Marrakech

Le Musée Mohammed VI de la civilisation de l’eau ouvrira bientôt ses portes

Mokhtar Grioute,LE MATIN
14 Avril 2017
structure-museographique-.jpg Cette structure muséographique a été érigée dans l’optique de relever les dimensions spirituelles de l’eau.

Le Musée Mohammed VI de la civilisation de l’eau au Maroc – Aman de Marrakech, inauguré en janvier dernier par S.A.R. le Prince Héritier Moulay El Hassan, ouvrira ses portes au public le 2 mai prochain.

Véritable joyau architectural niché dans la Palmeraie, cette structure muséographique se propose de faire découvrir le génie marocain dans le domaine de la gestion de l’eau et de mettre en valeur le patrimoine hydraulique national comme un référent en la matière au niveau mondial. Réalisé par le ministère des Habous et des affaires islamiques, ce musée de nouvelle génération, réalisé moyennant un montant global de 163 millions de DH, vient conforter la place de Marrakech en tant que cité qui doit son essor au savoir-faire millénaire des populations locales en matière de gestion de l’eau. Il est également de nature à renforcer la prise de conscience et le changement du comportement humain vis-à-vis de la protection et de la gestion durable des ressources en eau. Lors d’une conférence de presse organisée le 13 avril pour annoncer son ouverture, le ministre des Habous et des affaires islamiques, Ahmed Toufiq, a souligné que ce nouveau-né illustre de la plus belle manière la relation et le rôle historique des Habous dans la régie de l’eau, dans la mesure où leurs droits sur l’eau étaient en vigueur jusqu’au début du vingtième siècle. «Cette structure muséographique a été érigée dans l’optique de relever les dimensions spirituelles de l’eau, de rendre hommage à l’œuvre grandiose de feu S.M. Hassan II, de saluer la politique hydraulique de S.M. le Roi Mohammed VI, de signaler les usages hygiéniques et rituels de l’eau et de rappeler ceux économiques et techniques traditionnels de cette denrée précieuse», a-t-il indiqué.

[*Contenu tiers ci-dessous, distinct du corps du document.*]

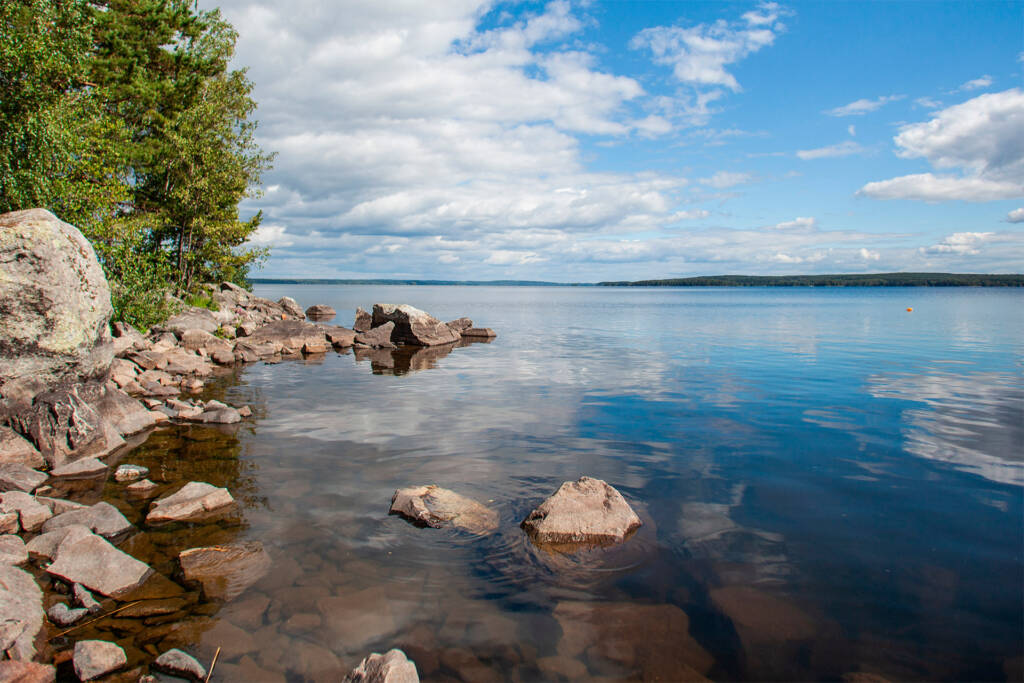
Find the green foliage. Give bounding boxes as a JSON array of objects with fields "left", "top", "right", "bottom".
[{"left": 0, "top": 0, "right": 271, "bottom": 328}]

Symbolisant la richesse de notre civilisation et de notre culture, le musée a également pour vocation de faire connaître le patrimoine juridique et de négociation dans le domaine de l’eau et de présenter les croyances et les inspirations traditionnelles liées à cette matière rarissime, a ajouté le ministre. Outre ses dimensions historique, scientifique, civilisationnelle, spirituelle et culturelle, cette institution se veut aussi une plateforme pédagogique destinée à la communauté estudiantine, a fait observer Ahmed Toufiq. Et de faire remarquer que le grand public aura non seulement l’occasion de prendre connaissance de la thématique de l’eau dans ses différentes facettes, mais également de découvrir le génie des Marocains et d’apprécier à leur juste valeur les décors de deux fontaines miniatures que sont celles d’Al-Qaraouiyine de Fès et «Chroub ou Chouf» (Bois et regarde) de la médina de Marrakech, datant du seizième siècle et classée patrimoine mondial par l’Unesco en 1985.

Dans le même ordre d’idées, le président fondateur de la société «Couleurs Com» en charge de la gestion du projet, Youssef Mouhyi, a relevé que cette structure, considérée comme le plus grand musée traitant de la thématique de l’eau en Afrique, s’insère dans la nouvelle vision du Royaume tendant à investir l’immense gisement des industries culturelles et créatives. Couvrant une superficie de cinq hectares, le musée comporte deux parties : le bâtiment et le projet du parc. Érigé sur 2.000 m², le bâtiment comprend un auditorium, une cafeteria, une librairie-boutique et la tour de l’exposition permanente. Celle-ci est aménagée sur trois niveaux et offre quatre axes distincts que sont l’eau et la science, l’eau et l’homme à travers l’histoire, les réalisations hydrauliques contemporaines du Royaume et les défis et nouvelles technologies relatives à l’eau. S’étalant sur trois hectares, le projet du parc se veut une revitalisation du paysage de la Palmeraie de par son parcours qui invite le visiteur à découvrir les techniques ancestrales d’utilisation des terres et de l’eau, ainsi que des productions vivantes du patrimoine hydraulique. Scénographies, maquettes, cartes, photos, documents manuscrits et supports audiovisuels constituent, entre autres, la véritable ossature de cette structure muséographique.

Il convient de signaler que ce projet grandiose a bénéficié du partenariat de l’Agence allemande de coopération internationale, dans le cadre du Fonds d’appui à la bonne gouvernance dans la région MENA (Moyen-Orient et Afrique du Nord) du ministère fédéral allemand de la Coopération économique et du développement.